Chronicles of Narnia: the Student, the Shift, and the Family
In The Lion, the Witch, and the Wardrobe, the Pevencie children spent years in the world of Narnia, battling the White Witch and growing up to be adults and rulers of Narnia. As the adult Pevencies wandered through the forest, they stumbled upon the very wardrobe that transported them from the real world into Narnia when they were kids and entered it. They return to the real world, only to discover they returned to their same young bodies as when they first entered Narnia as children, and nothing in the real world changed one bit in their seemingly long absence.
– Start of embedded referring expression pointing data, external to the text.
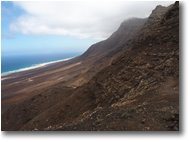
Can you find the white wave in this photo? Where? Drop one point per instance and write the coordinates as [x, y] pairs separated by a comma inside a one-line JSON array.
[[34, 66]]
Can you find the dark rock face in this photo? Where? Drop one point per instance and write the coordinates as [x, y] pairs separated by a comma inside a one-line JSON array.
[[137, 87]]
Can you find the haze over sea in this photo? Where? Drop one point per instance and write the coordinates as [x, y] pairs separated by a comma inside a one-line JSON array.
[[16, 63]]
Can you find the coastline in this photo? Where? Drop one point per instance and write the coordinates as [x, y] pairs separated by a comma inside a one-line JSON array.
[[35, 66]]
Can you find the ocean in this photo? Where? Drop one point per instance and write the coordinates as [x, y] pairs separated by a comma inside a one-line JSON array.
[[17, 63]]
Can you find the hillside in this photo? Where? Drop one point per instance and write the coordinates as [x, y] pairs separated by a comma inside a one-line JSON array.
[[131, 83]]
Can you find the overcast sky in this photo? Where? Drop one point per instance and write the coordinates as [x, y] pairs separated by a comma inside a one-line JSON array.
[[87, 21]]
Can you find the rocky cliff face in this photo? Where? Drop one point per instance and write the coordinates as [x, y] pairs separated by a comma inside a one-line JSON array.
[[137, 90]]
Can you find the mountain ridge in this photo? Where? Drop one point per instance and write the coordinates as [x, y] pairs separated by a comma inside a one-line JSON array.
[[135, 88]]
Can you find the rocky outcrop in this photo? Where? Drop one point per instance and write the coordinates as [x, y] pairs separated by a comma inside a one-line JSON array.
[[137, 90]]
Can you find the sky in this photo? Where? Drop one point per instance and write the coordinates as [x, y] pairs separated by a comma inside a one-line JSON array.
[[64, 26]]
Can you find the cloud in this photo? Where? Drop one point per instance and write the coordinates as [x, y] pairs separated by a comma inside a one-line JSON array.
[[79, 19]]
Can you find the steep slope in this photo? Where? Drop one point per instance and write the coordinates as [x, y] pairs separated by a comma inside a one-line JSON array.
[[19, 93], [138, 91], [136, 87]]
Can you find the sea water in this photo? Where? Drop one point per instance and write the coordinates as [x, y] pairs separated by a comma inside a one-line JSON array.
[[17, 63]]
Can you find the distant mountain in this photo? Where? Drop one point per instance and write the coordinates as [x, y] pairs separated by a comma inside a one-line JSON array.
[[128, 82]]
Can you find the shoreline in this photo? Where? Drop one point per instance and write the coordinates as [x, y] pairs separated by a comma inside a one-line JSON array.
[[35, 66]]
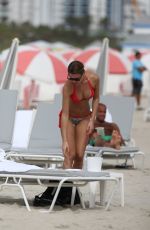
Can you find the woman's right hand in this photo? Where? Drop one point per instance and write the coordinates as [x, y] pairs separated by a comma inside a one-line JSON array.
[[65, 147]]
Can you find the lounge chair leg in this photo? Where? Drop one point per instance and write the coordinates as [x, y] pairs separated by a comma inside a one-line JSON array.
[[55, 197], [22, 191], [81, 198], [73, 195], [24, 197], [102, 192], [111, 195]]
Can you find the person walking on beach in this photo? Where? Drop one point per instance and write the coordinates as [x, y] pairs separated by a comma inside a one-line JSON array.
[[76, 118], [111, 136], [137, 74]]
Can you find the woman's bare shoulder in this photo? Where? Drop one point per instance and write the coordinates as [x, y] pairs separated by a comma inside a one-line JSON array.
[[67, 87], [92, 76]]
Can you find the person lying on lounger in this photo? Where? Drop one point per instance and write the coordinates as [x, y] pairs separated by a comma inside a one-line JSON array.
[[105, 134]]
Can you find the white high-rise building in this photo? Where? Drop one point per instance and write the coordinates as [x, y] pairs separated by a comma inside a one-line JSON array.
[[97, 11], [37, 12]]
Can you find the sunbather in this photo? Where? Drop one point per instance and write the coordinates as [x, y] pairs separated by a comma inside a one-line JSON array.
[[111, 136]]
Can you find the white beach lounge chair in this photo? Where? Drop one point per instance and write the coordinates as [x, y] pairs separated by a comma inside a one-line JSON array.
[[11, 176], [122, 111], [45, 138], [8, 106]]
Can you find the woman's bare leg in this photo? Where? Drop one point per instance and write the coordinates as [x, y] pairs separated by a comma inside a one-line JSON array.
[[69, 158], [81, 138]]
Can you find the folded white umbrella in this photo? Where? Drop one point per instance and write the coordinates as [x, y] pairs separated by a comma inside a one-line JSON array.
[[102, 67], [9, 69]]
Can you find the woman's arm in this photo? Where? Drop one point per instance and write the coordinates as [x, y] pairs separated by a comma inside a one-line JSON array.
[[95, 103], [65, 113]]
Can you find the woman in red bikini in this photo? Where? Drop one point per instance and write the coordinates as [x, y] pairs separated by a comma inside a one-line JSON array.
[[76, 119]]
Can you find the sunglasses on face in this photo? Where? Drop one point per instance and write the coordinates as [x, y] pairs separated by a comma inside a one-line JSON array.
[[74, 78]]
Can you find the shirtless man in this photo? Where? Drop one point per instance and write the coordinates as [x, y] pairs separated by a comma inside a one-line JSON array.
[[111, 137]]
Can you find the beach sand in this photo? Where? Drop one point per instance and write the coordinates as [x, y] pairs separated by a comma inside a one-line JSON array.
[[134, 216]]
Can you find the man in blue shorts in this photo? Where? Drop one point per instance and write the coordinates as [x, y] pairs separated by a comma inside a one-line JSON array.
[[137, 74]]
In some aspects, college is like Narnia. You enter into a mysterious place filled with mysterious people, venture through that place for a long time, and return home as a different person, growing up and maturing in the process. Like Narnia, it can be a beautiful place, a whole new world that exposes you to more than your small corner of the world.
Alas, college isn’t Narnia. Unlike Narnia, your home world changes once you leave and return after a while. Nothing stays the same. You can’t expect your room to be exactly as it was before you left home after half a year. The room will get dusty; perhaps cobwebs will spring in the corners; your room would be remodeled into an unrecognizable form. You, who used to be that force that kept everything in order, left your room susceptible to outside forces (read: your parents). Prom photos of you and your significant other that were once fondly placed in that spot above your computer are now moved to a disturbing new spot, perhaps even absent altogether. Out of force of habit, your eyes subconsciously shift towards above that printer expecting to indulge in a memory — to your disappointment. All your eyes now see are an empty space on that printer and an alien room of a different color and rearranged furniture. Your eyes scurry across the room, disoriented at the new positions or missing pieces of your past due to the remodeling of your parents. You might find that romantic prom picture somewhere else, only to be dissatisfied with it; its unfamiliar spot doesn’t give that same emotional impact as when it was in its original habitat.
Such is what awaits back home during breaks, be it Fall, Thanksgiving, Winter, Spring, or Summer. The first time it happened to me, I was in shock. What was once dark hardwood floors and walls became pallor white marble tiles and painted walls. What was once my ocean bedroom became invaded by my younger brother and his loud pet parakeet. What was once my spot at the dinner table became my mothers. When I came back for my first Thanksgiving break, I’ve been exiled into the disconcerting red walls of the guest room and to the foreign other end of our rectangular dinner table. This wasn’t the place I grew up in for 18 years. This place didn’t feel like home.
By the time Thanksgiving came, I was still disoriented. I discovered, however, a few things that did not change: the people and the traditions. My brother still looked like the goofy kid I left 3 months ago; I still washed the dishes with my mother; and my cousins still visited to play our beloved Cards Against Humanity and Super Smash Bros. while my dad carved the turkey. Just like the good ol’ days.
After that, I didn’t think about the changes anymore. I grew fond of the more spacious guest room and I appreciated my space at the dinner table. I was able to step back and look at my house in a different light, and I can honestly say that the marble tiles were a much better look than hardwood. They began to gleam white in the sunlight and glow in the lamps at night. My old room wasn’t “invaded” by my brother, but simply passed down like a torch. I accepted the changes.
I realized that these changes were superficial. At the end of the day, my family was still my family and my cousins were still my cousins. What was most important — our love for each other and our company — didn’t change, and that’s all that mattered. That’s the best part about the real world over Narnia; people change more slowly than objects, but it’s the people that count.
I know that it’s currently Winter Break and that Thanksgiving is past, but this experience holds true for any break. I hope you find that fundamental love that never changes as you return to your families during this break. As for those who have not yet experienced traveling far from home yet, I hope you will do the same in the future. Happy holidays, from my family to yours.